I received this text from a friend back home about a week ago: “The Complete Metropolis is playing at a theater by my apartment. Should I see it?” My response: “Yes! It’s a big deal which cannot fully be explained via text message.”
I have always considered Metropolis Fritz Lang’s flawed masterpiece. It boasts a big game about ideology, the workers versus the city folk, yet it seems confused about what it is saying: its blatantly anti-communist and anti-fascist, and seems none too keen on capitalism either. What the heck does “the mediator between head and hands must be the heart” even mean? So in that respect, Metropolis for me is eye candy, mind-blowingly beautiful eye candy.
The story of how the footage was lost is infamous. Metropolis was Ufa Studio’s most expensive film to date and Lang went wildly over budget. At the film premiere when the full version was shown it was received disastrously. Thus it was shortened and cut to pieces, and the original version was thought to have been lost…until a few years ago when a print was found in the depths of an archive in Argentina. This is the stuff of legends.
I just finished taking a class all about Lang, so let’s just say me and Fritz know each other pretty well. In interviews Lang often refers to the shortened version as his version of the film. What a remarkable revelation: was Lang even happy with this elongated version, now toted as one of the biggest archival finds in history? This revelation suddenly brings up ideas about authorship and who this film belongs too.

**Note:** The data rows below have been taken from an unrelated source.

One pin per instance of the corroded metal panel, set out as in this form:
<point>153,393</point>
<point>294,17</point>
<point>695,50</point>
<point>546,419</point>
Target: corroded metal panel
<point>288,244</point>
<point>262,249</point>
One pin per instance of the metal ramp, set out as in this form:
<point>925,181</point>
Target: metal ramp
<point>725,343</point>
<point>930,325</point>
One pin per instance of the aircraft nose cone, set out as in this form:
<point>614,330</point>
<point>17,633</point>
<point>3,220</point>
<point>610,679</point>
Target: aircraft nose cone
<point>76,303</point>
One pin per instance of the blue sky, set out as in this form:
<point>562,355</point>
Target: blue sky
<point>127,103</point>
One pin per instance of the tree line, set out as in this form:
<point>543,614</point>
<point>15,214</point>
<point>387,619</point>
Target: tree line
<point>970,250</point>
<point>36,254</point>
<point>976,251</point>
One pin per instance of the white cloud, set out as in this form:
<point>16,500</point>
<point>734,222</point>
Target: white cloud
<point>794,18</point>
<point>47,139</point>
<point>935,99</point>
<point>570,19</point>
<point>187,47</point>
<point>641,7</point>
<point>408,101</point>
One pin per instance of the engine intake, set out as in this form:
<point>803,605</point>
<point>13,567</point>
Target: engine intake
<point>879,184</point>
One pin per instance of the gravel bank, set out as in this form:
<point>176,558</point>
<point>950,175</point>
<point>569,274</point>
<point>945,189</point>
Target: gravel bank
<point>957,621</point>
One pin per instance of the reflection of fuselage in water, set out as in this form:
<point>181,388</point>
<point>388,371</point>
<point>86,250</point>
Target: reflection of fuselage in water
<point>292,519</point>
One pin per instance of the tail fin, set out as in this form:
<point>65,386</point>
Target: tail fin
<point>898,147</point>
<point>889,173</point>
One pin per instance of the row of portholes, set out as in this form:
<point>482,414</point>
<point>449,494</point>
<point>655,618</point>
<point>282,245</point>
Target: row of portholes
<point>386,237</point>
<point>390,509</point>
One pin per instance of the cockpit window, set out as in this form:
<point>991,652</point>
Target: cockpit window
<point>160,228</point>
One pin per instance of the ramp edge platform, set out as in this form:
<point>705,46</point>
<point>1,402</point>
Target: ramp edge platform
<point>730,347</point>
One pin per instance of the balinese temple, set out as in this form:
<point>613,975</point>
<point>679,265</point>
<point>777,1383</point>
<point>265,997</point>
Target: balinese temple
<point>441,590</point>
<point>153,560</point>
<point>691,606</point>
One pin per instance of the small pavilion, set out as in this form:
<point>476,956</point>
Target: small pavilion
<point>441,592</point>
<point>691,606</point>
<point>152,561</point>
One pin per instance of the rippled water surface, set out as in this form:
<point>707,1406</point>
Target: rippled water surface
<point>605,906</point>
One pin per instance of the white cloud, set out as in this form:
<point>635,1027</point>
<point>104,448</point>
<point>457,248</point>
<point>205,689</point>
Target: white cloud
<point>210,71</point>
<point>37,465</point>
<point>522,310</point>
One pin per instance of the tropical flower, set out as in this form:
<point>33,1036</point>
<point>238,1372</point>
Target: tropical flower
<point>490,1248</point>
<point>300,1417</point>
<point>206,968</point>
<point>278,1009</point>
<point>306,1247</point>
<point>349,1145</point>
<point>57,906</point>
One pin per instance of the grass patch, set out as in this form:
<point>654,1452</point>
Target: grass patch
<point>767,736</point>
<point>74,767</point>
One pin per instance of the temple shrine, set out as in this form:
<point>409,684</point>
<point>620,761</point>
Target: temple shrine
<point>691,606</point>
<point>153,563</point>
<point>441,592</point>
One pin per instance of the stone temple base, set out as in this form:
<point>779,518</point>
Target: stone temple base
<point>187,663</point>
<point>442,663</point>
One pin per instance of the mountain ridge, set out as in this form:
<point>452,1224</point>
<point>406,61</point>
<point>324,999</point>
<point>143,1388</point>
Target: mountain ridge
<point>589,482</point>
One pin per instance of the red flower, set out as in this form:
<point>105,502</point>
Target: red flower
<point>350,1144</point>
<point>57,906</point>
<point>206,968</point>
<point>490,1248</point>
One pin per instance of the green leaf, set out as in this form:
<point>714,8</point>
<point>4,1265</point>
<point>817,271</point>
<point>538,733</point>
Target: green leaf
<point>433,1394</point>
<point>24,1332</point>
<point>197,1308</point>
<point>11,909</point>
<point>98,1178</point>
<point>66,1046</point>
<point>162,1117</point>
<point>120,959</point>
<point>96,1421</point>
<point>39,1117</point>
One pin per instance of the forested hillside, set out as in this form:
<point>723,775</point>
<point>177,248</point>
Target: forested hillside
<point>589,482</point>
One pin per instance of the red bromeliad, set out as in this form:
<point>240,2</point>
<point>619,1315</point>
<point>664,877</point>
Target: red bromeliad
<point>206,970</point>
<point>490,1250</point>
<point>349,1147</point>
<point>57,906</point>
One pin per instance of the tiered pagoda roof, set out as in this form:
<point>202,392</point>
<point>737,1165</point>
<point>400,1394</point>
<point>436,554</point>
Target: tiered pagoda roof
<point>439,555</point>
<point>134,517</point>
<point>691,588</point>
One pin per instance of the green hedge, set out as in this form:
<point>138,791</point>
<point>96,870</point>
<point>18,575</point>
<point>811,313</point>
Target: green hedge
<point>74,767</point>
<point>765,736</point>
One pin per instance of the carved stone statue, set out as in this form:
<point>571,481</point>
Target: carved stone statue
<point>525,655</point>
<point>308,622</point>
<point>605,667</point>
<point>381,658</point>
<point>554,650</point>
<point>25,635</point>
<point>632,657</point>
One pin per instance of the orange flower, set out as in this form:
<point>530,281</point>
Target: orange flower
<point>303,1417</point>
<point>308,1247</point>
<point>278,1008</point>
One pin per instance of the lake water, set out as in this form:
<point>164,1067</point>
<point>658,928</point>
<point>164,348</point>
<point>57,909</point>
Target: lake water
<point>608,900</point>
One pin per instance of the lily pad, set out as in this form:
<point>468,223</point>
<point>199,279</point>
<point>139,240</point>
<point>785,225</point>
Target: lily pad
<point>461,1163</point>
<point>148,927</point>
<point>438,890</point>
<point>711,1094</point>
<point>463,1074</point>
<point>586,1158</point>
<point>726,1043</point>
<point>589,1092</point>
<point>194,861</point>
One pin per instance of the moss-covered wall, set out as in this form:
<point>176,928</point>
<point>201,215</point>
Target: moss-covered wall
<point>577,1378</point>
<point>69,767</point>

Amongst the archival world, it is popular to try to update infamously cutup or altered films into their intended format. A great example is the reedited version of Touch of Evil that features an altered opening sequence with different sound and different titles. The basis for the scene changes come from a memo sent by Orson Welles over how the scene “should” look as he ranted to the studios, begging them not to touch his film. A professor of mine, Bill Simon, a renowned Welles scholar, once pointed out how ridiculous he felt the intentions of this definitive version were. I remember him proclaiming something like, “Welles never knew what he wanted, he may have wanted this one day but it was constantly changing his mind, if he’d been working on the film still who knows what he would have come up with, but I’m sure it would have been different from what’s in the memo.”

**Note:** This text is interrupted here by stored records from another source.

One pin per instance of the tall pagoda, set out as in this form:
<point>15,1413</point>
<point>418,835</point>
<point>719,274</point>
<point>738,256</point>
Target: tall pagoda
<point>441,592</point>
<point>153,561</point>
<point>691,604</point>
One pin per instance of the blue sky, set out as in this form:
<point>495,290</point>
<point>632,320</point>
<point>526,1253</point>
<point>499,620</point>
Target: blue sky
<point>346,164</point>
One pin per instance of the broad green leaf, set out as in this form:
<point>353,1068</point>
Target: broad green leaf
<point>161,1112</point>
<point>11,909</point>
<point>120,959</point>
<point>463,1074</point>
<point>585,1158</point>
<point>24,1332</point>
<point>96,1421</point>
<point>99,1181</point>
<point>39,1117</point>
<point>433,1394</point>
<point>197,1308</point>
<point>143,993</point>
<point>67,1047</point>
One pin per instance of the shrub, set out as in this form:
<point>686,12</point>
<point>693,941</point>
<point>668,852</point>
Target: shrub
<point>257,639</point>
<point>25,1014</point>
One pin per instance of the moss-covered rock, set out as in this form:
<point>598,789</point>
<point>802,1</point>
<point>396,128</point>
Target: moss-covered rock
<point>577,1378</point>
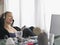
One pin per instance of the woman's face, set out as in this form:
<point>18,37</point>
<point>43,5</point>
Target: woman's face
<point>9,18</point>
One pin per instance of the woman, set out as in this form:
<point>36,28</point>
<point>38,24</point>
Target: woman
<point>6,29</point>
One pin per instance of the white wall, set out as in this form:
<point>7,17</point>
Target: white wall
<point>27,13</point>
<point>51,7</point>
<point>14,7</point>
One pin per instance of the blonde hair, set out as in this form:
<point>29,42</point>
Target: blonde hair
<point>37,31</point>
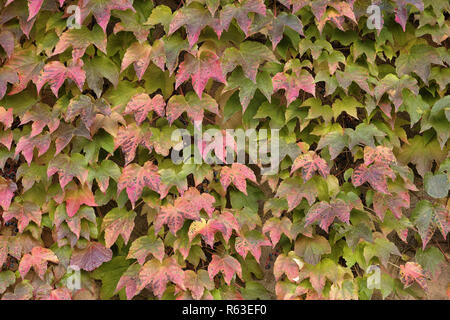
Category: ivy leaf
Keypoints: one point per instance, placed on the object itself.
(310, 162)
(40, 115)
(412, 272)
(225, 264)
(80, 40)
(292, 84)
(395, 203)
(98, 68)
(288, 264)
(170, 216)
(200, 68)
(197, 282)
(249, 56)
(7, 75)
(7, 189)
(28, 65)
(422, 151)
(91, 257)
(237, 173)
(247, 88)
(326, 213)
(76, 196)
(294, 190)
(107, 169)
(275, 227)
(312, 249)
(194, 20)
(55, 72)
(157, 274)
(382, 249)
(418, 60)
(144, 246)
(68, 168)
(141, 104)
(251, 241)
(401, 12)
(207, 229)
(140, 54)
(65, 133)
(24, 213)
(26, 145)
(118, 222)
(192, 105)
(379, 154)
(375, 174)
(38, 260)
(6, 117)
(394, 87)
(102, 10)
(192, 202)
(279, 23)
(426, 217)
(129, 138)
(240, 13)
(134, 178)
(130, 280)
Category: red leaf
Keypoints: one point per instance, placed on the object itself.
(33, 8)
(412, 272)
(156, 275)
(118, 222)
(128, 138)
(252, 241)
(380, 154)
(227, 264)
(24, 213)
(68, 168)
(326, 213)
(201, 68)
(141, 104)
(134, 178)
(38, 260)
(7, 189)
(376, 175)
(294, 190)
(76, 196)
(293, 83)
(276, 227)
(56, 73)
(395, 203)
(170, 216)
(27, 144)
(91, 257)
(144, 246)
(237, 174)
(6, 117)
(40, 116)
(310, 162)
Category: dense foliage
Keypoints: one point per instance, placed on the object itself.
(92, 90)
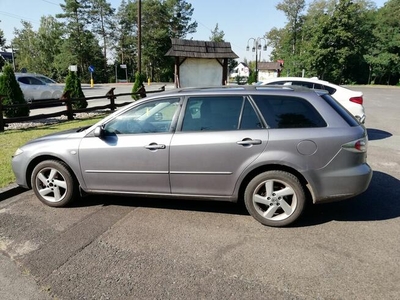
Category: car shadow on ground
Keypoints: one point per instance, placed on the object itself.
(379, 202)
(208, 206)
(377, 134)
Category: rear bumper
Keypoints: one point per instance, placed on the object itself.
(342, 184)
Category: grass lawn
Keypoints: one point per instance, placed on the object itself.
(10, 140)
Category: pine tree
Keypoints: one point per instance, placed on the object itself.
(12, 94)
(73, 85)
(139, 78)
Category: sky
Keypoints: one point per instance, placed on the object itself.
(240, 20)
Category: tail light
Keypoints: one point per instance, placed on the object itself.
(358, 100)
(358, 146)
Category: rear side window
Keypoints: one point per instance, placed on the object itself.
(288, 112)
(329, 89)
(219, 113)
(347, 116)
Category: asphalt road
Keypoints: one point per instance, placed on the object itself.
(131, 248)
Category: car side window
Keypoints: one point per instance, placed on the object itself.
(149, 117)
(330, 90)
(219, 113)
(288, 112)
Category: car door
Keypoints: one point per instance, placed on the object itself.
(133, 153)
(219, 137)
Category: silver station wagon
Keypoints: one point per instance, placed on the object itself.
(273, 147)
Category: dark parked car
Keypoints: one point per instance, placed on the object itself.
(272, 147)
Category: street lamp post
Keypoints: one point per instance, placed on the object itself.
(257, 45)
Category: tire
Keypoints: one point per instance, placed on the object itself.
(53, 183)
(275, 198)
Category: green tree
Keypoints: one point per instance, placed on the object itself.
(73, 86)
(12, 93)
(27, 49)
(161, 21)
(384, 58)
(217, 35)
(76, 22)
(139, 78)
(342, 44)
(103, 24)
(2, 44)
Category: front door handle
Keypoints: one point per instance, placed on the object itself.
(248, 142)
(155, 146)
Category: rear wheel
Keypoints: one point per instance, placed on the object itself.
(275, 198)
(53, 183)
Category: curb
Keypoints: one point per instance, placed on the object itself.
(10, 191)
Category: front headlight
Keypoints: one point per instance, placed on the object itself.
(18, 152)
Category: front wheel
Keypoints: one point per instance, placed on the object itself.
(275, 198)
(53, 183)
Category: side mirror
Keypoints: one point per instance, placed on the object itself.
(99, 132)
(158, 116)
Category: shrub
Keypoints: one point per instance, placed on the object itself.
(12, 94)
(139, 78)
(73, 85)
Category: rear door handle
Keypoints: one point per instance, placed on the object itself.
(247, 142)
(155, 146)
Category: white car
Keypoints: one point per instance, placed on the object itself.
(351, 100)
(34, 87)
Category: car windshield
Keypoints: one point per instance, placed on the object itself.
(46, 79)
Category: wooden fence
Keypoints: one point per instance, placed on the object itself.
(67, 101)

This example of Welles and Touch of Evil merely goes to show that these “definitive” “complete” versions of famously lost films may mean nothing: they may not be what the director wanted; we may be watching what the director intended to scrap or change or whatever. And that discredits the importance of their overall authorship authority.
Some directors are constantly updating their works, tweaking things and trying to make them “better.” (See the 80 versions of Blade Runner, and the CGI updated version of Star Wars). In these circumstances, I will say yes this is different from a group of historians, film lovers, and archivists altering a film in the name of a dead man: here the director is entitled to add updates; we can all agree that it is their films. Yet many would call the updates to Star Wars atrocities.
In both of these circumstances: this becomes a moral question. Do we make changes, make updates, or let history stand? The answer with all this helps make the directorial input irrelevant. Simply: which is better? The new version of Touch of Evil’s opening sequence is decidedly better…and so is the “complete” version of Metropolis. The addition of a few simple frames to sequences somehow made things pop more, and the greater character development, I greatly appreciated. So to answer my friend’s text, whether Lang liked it or not: go see The Complete Metropolis!